In Houston First American Savings v. Musick, this court held that compliance with the notice condition contained in the deed of trust and as prescribed by law is a prerequisite to the right of the trustee to make the sale. In Musick, notice of sale was not given for twenty-one days prior to the sale as required by section 51.002. In the case before us, the notice of the right to reinstate and to bring a court action are not notices required by law. Therefore, the issue before us is whether specific compliance with non-statutory foreclosure prerequisites is mandated under Musick.

In University Savings Association v. Springwoods Shopping Center, 644 S.W.2d 705 (Tex.1982), this court upheld a foreclosure sale in which there had been no compliance with provisions relating to the recording of the appointment of the substitute trustee before sale.

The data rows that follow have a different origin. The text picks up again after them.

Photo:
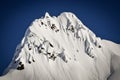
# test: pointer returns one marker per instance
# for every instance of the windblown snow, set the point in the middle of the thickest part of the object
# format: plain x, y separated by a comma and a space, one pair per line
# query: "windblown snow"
63, 48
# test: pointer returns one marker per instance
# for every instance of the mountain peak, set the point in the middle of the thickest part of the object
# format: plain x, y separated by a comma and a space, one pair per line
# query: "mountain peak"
59, 48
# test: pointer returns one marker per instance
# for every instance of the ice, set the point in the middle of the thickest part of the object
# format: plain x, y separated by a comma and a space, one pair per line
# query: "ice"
63, 48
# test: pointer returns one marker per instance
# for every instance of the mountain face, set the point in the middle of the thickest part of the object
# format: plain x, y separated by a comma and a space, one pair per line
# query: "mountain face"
63, 48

In that case, the borrower's actions for wrongful foreclosure were held to be barred by his actual notice of the substitution and identity of the substitute trustee, and the time and place of the sale, where there was no showing of prejudice or harm resulting from the failure to comply with the recordation provision in the deed of trust. The statutory notice provisions of section 51.002 seek to not only protect the debtor by affording him a lengthy notice period in which he may cure, but also adequately inform the third party public in order to maximize the likelihood of a profitable public sale at market *675 value in which the debtor may recover his equity in his property. The language of a deed of trust which provides for additional requirements, although of equal import, affects only the relationship between the debtor and creditor. Therefore, we hold that actual notice of a right to reinstate after acceleration or to bring a lawsuit is sufficient to comply with the requirements of University Savings.

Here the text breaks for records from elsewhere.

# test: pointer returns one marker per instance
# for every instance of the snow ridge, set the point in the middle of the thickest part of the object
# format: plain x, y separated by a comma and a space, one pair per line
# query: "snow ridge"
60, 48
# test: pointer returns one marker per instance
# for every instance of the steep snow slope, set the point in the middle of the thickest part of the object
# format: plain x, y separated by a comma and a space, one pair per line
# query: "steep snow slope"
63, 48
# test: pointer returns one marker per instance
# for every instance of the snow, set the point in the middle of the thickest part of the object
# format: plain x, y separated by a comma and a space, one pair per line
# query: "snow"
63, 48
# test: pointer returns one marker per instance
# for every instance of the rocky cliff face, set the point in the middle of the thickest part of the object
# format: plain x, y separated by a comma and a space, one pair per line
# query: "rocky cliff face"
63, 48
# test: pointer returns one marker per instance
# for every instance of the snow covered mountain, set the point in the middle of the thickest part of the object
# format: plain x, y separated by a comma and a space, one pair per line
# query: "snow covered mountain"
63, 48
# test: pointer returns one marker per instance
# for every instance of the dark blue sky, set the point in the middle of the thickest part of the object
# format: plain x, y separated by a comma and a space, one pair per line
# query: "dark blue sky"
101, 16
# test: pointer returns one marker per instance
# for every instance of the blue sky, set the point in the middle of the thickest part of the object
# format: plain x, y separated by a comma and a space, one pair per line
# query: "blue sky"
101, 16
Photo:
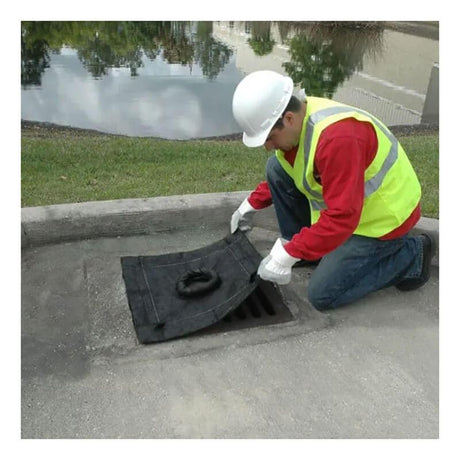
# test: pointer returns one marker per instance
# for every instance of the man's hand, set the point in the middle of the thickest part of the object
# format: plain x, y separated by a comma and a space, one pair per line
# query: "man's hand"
277, 266
242, 217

The judgment of the court of appeals is reversed and the judgment of the trial court is affirmed.

NOTES

[1] ยง 51.002. Sale of Real Property Under Contract Lien

(a) A sale of real property under a power of sale conferred by a deed of trust or other contract lien must be a public sale at auction held between 10 a.m. and 4 p.m. of the first Tuesday of a month. The sale must take place in the county in which the land is located, or if the property is located in more than one county, the sale may be made in any county in which the property is located.

(b) Notice of the sale must be given at least 21 days before the date of the sale:

(1) by posting at the courthouse door of each county in which the property is located a written notice designating the county in which the property will be sold;

(2) by filing in the office of the county clerk of each county in which the property is located a copy of the notice posted under Subdivision (1); and

(3) by the holder of the debt to which the power of sale is related serving written notice of the sale by certified mail on each debtor who, according to the records of the holder of the debt, is obligated to pay the debt.

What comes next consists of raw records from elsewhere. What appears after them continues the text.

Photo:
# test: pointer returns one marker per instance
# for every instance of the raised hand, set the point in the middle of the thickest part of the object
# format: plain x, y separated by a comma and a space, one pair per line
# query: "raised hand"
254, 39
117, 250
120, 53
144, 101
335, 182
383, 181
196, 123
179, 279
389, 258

(c) Service of a notice by certified mail is complete when the notice is deposited in the United States mail, postage prepaid and addressed to the debtor at the debtor's last known address as shown by the records of the holder of the debt. The affidavit of a person knowledgeable of the facts to the effect that service was completed is prima facie evidence of service.

(d) Each county clerk shall keep all notices filed under Subdivision (2) of Subsection (b) in a convenient file that is available to the public for examination during normal business hours. The clerk may dispose of the notices after the date of sale specified in the notice has passed. The clerk shall receive a fee of $2 for each notice filed.